Em 2024 assinalam-se os 50 anos do 25 de Abril, pretexto ideal para abordarmos temas fundamentais da nossa Democracia. Começamos pela Justiça, e desde logo com esta entrevista à Bastonária da Ordem dos Advogados, Fernanda de Almeida Pinheiro, que nos lembra que “não há Estado de Direito sem Justiça e é função do Governo da Nação garantir que a justiça e os seus operadores dispõem de meios para servir as populações e as empresas”.
50 anos após o 25 de Abril, com a conquista e consolidação da Democracia e de liberdades fundamentais, quais foram, no seu entender, as mudanças mais relevantes na Justiça, em Portugal?
As mudanças mais significativas foram a possibilidade de maior acesso, por parte das populações, à mesma. Efetivamente, pese embora exista ainda muito que fazer nesta matéria, no sentido de garantir na sua plenitude o que preceituado pelo artigo 20ª da CRP, (tendo em conta que muitas pessoas são completamente arredadas da justiça, por via dos seus enormes custos), não temos como negar que foi feito um longo e consistente caminho, ao longo destes 50 anos de democracia, no sentido de dar cumprimento às promessas de abril.
Muitas das mudanças de que falamos tiveram impacto em toda a população, mas este terá sido ainda maior nas mulheres, uma vez que tínhamos leis que limitavam particularmente as suas liberdades e direitos, antes de 1974. Apesar de tudo, neste campo, 50 anos volvidos, ainda há muito para evoluir?

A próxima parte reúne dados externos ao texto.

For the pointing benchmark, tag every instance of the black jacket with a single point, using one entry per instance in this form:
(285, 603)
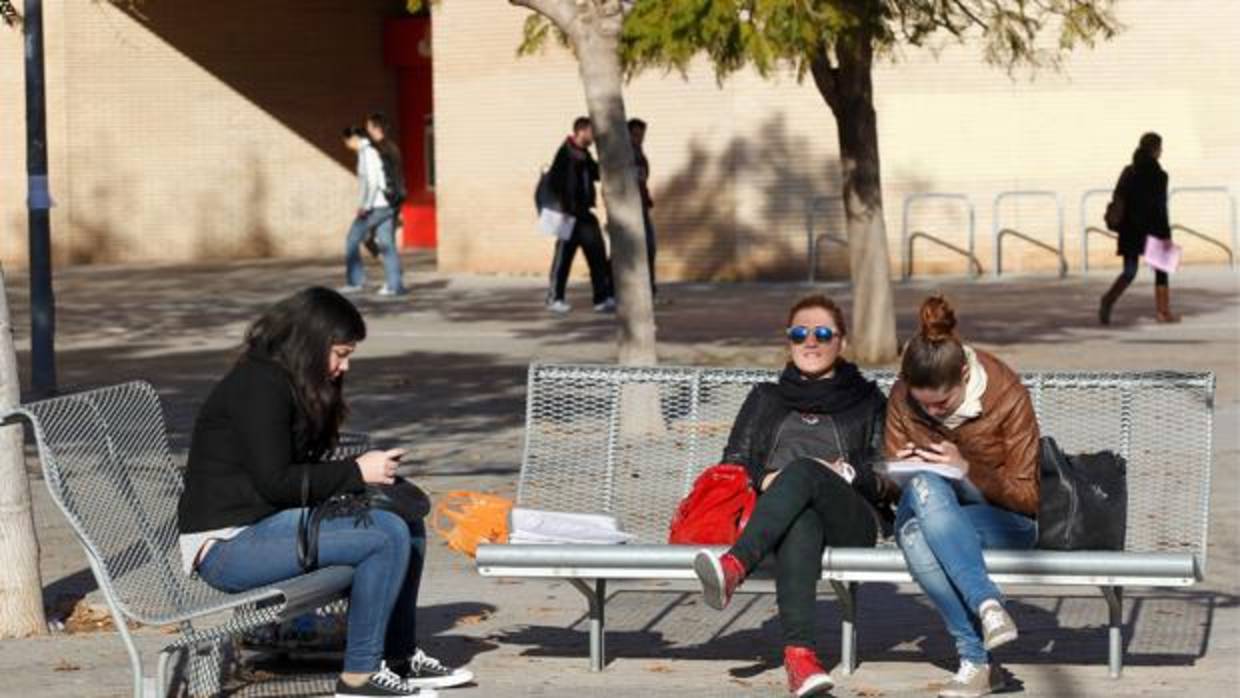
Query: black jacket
(572, 179)
(861, 429)
(244, 460)
(1143, 189)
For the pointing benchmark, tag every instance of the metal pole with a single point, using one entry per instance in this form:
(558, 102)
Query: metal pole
(39, 202)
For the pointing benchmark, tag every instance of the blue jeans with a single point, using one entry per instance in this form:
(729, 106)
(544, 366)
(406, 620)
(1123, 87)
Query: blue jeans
(943, 531)
(382, 221)
(387, 559)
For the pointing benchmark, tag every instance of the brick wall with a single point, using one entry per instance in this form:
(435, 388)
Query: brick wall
(195, 130)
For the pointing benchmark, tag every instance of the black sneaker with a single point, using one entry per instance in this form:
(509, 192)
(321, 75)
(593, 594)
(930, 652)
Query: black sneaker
(424, 671)
(383, 682)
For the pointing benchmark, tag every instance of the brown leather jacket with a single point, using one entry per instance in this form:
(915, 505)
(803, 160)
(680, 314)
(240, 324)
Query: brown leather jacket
(1001, 445)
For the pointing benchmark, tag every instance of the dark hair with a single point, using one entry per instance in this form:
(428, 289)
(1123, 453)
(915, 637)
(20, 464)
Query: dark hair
(819, 300)
(298, 334)
(1147, 145)
(934, 357)
(380, 120)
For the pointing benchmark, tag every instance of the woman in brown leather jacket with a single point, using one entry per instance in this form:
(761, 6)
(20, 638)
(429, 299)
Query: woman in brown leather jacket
(965, 410)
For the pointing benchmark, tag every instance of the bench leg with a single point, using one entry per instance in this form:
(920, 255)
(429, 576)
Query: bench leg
(847, 596)
(597, 598)
(1114, 596)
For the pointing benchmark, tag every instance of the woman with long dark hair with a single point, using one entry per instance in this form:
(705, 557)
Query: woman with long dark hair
(1142, 192)
(962, 409)
(267, 425)
(809, 443)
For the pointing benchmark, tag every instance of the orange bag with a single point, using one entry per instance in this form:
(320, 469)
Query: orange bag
(465, 518)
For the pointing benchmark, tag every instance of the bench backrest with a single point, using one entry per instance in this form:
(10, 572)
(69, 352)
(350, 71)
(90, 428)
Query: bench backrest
(107, 463)
(629, 440)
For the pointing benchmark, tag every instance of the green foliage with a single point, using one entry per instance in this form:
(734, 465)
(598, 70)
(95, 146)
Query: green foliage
(766, 34)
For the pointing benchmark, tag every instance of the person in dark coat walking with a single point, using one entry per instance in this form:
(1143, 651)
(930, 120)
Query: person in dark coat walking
(1142, 195)
(571, 180)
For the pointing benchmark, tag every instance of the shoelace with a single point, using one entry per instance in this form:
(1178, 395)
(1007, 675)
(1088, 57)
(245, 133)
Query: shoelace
(388, 678)
(967, 672)
(992, 619)
(423, 661)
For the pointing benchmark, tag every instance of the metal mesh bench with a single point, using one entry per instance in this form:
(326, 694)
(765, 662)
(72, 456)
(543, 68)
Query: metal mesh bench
(630, 441)
(107, 464)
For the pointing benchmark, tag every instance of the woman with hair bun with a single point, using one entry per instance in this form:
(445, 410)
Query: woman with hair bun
(960, 407)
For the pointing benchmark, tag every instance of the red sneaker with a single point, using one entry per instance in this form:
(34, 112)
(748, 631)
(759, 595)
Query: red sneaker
(719, 577)
(805, 673)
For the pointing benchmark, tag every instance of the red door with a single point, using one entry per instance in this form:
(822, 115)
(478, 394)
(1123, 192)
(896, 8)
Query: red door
(407, 50)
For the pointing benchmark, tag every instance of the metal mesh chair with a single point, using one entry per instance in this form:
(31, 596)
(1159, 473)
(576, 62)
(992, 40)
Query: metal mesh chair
(630, 441)
(107, 464)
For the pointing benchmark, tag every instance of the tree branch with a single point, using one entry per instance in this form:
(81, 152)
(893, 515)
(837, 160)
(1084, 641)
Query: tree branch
(561, 13)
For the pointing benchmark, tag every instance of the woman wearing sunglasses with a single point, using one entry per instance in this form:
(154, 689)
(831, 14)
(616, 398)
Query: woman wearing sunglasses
(959, 407)
(809, 444)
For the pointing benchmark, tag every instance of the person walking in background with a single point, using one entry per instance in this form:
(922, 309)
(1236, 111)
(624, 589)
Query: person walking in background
(375, 215)
(637, 135)
(1141, 197)
(571, 180)
(959, 407)
(378, 129)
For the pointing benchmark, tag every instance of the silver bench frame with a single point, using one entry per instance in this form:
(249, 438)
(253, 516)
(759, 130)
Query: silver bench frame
(99, 444)
(588, 568)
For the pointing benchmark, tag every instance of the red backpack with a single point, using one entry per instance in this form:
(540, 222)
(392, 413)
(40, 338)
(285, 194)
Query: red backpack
(716, 510)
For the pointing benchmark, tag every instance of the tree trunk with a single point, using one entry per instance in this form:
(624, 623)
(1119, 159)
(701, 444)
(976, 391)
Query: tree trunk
(848, 91)
(21, 590)
(593, 27)
(598, 55)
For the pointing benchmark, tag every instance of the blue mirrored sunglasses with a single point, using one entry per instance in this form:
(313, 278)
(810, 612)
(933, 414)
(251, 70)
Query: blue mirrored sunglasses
(797, 334)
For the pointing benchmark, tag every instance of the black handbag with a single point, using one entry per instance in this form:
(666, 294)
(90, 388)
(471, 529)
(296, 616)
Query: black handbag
(402, 497)
(1084, 500)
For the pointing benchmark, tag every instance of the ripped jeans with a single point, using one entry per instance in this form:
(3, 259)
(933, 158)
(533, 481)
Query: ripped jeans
(943, 531)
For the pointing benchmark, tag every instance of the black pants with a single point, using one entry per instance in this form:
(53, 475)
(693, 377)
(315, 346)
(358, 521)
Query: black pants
(588, 237)
(805, 510)
(1130, 270)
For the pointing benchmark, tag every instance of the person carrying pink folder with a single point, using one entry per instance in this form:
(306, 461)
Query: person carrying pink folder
(1138, 212)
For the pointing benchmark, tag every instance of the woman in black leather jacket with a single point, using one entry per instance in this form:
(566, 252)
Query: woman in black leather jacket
(809, 444)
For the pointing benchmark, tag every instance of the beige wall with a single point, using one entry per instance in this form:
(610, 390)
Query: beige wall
(734, 166)
(195, 130)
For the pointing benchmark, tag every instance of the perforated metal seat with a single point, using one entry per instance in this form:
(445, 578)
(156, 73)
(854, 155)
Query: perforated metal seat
(630, 441)
(107, 464)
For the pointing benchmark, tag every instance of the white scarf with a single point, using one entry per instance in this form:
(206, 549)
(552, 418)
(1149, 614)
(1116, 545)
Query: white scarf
(971, 407)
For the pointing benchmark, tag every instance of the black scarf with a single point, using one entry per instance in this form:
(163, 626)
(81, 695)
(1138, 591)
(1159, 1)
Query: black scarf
(836, 394)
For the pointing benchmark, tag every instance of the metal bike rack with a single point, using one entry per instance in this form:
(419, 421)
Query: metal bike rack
(998, 233)
(1231, 211)
(814, 208)
(908, 239)
(1086, 229)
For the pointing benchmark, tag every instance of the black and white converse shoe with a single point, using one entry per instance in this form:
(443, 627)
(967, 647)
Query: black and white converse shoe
(383, 682)
(424, 671)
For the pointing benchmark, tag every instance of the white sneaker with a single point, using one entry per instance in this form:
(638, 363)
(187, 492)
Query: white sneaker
(972, 681)
(998, 629)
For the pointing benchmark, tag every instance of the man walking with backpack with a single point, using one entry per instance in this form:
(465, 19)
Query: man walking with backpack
(375, 215)
(571, 184)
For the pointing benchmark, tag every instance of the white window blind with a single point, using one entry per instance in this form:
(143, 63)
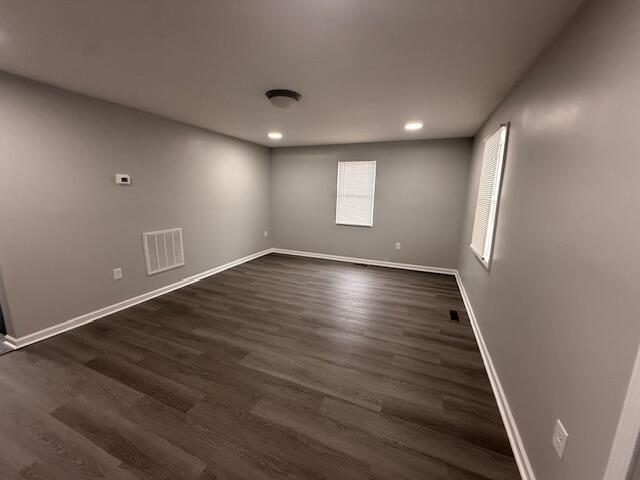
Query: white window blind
(356, 190)
(484, 221)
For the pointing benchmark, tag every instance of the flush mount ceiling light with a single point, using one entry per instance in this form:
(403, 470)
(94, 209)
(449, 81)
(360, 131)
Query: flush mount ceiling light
(282, 98)
(413, 126)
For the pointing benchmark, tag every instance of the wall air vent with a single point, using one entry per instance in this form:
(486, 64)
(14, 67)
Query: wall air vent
(163, 250)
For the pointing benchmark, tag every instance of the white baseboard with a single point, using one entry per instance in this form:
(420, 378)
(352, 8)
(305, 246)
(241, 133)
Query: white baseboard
(366, 261)
(103, 312)
(517, 445)
(511, 427)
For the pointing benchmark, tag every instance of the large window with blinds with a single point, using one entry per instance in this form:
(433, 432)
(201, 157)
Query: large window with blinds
(484, 221)
(356, 191)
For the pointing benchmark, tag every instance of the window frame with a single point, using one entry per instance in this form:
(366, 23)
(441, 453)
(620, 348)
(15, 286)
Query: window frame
(373, 192)
(486, 257)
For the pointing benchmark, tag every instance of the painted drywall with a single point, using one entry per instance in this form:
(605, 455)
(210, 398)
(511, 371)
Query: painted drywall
(65, 224)
(559, 307)
(419, 200)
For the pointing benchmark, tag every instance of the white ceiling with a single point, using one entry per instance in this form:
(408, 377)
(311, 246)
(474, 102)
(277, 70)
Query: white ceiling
(364, 67)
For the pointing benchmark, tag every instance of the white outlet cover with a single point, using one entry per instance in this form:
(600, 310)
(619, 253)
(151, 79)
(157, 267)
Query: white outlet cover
(560, 437)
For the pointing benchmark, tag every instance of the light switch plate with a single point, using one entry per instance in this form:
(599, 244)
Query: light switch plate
(123, 179)
(560, 437)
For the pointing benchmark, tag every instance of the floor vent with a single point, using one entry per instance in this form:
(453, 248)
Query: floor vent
(163, 250)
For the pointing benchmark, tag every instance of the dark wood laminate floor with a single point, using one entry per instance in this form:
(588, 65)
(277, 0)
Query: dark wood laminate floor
(279, 368)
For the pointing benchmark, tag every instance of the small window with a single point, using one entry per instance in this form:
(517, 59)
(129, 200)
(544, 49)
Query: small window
(356, 188)
(484, 221)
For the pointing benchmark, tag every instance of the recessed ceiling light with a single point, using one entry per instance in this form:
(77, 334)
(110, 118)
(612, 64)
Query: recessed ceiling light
(413, 126)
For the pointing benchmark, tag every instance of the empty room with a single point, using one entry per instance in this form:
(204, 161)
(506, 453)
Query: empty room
(319, 239)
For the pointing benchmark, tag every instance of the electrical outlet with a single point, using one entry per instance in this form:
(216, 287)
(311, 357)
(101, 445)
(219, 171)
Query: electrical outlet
(560, 437)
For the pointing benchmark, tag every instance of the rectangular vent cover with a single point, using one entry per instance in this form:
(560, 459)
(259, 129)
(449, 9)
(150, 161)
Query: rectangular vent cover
(163, 250)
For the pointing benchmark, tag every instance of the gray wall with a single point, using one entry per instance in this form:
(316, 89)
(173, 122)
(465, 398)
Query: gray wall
(419, 200)
(64, 224)
(559, 308)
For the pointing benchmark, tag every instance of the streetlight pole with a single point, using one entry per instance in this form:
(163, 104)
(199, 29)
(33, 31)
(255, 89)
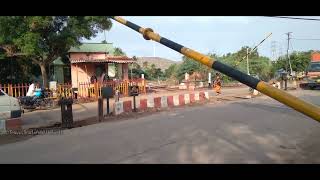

Muito. Na realidade em termos de legislação (que é o menos complicado), até por via das imposições europeias, foram corrigidas muitas verdadeiras aberrações, como a impossibilidade de acesso das mulheres às magistraturas judiciais e do MP, ou a necessidade de autorização dos seus maridos para poderem sair do país. Ainda assim, ao contrário do que muitos acreditam, o género é ainda uma das principais formas de discriminação no nosso país. Conseguimos ver isso a nível da gestão política do país, na gestão empresarial e institucional, na forma como educamos as nossas crianças, nas responsabilidades domésticas e parentais, nos salários e em muitas outras questões que parecem invisíveis para quem não as sente na primeira pessoa. E na advocacia, por exemplo, as mulheres ainda não conseguem exercer os mais básicos direitos sociais, como seja o direito à proteção na maternidade.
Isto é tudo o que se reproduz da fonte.